Only three subjects showed both Evansville and State increases in the percentage of students scoring proficient plus advanced on the WKCE. Girls Grade 10 Reading showed a minimally perceptible increase in Evansville girls results with a slightly greater increase from the state girls. A steady increase in Grade 8 Boys math performance was also seen, with approximately equivalent slopes to the trend lines, indicating equivalent increases. A similar result was seen with the Girls Grade 10 Social Studies performance improvement, with less overall magnitude of improvement and at a slightly lower rate of improvement than the state girls.

Only two subjects showed a loss of proficiency in both Evansville and state students: Boys and Girls Grade 8 Language Arts. The Evansville students’ rates of decrease are much more precipitous than the decreases posted by the state students. These trend lines will eventually cross at these continued rates of decline, plunging the Evansville performances below the state performances.
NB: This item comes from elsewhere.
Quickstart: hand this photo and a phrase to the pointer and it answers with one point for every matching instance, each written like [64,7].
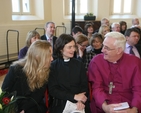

The remaining 15 subjects show State students increasing proficiency over time and Evansville students decreasing proficiency over time. Five of these charts show minimal decreases or flat Evansville performance (Grade 10 Boys Reading, Grade 10 Boys Math, Grade 10 Girls Math, Grade 8 Girls Science (flat) and Grade 10 Boys Social Studies). Eight charts show very steady Evansville decreases in the face of perceptible to steady State increases in this statistic. Over time, at this pace, these trend lines will also cross given their opposite slope signs. Finally, the trend lines for two subjects have already crossed slopes, placing the Evansville performance below that of the state students: Grade 8 Girls Math and Grade 8 Boys Social Studies.

There is no sex bias point to these charts, just a clearer picture of the decrease in Evansville WKCE performance over time. Given the importance placed on these test scores in the federal NCLB Act, it’s important for us to address the issues and determine underlying causes to mitigate the decline in WKCE performance. It is curious, however, that of the three subjects that showed Evansville improvement over time, our girls posted two.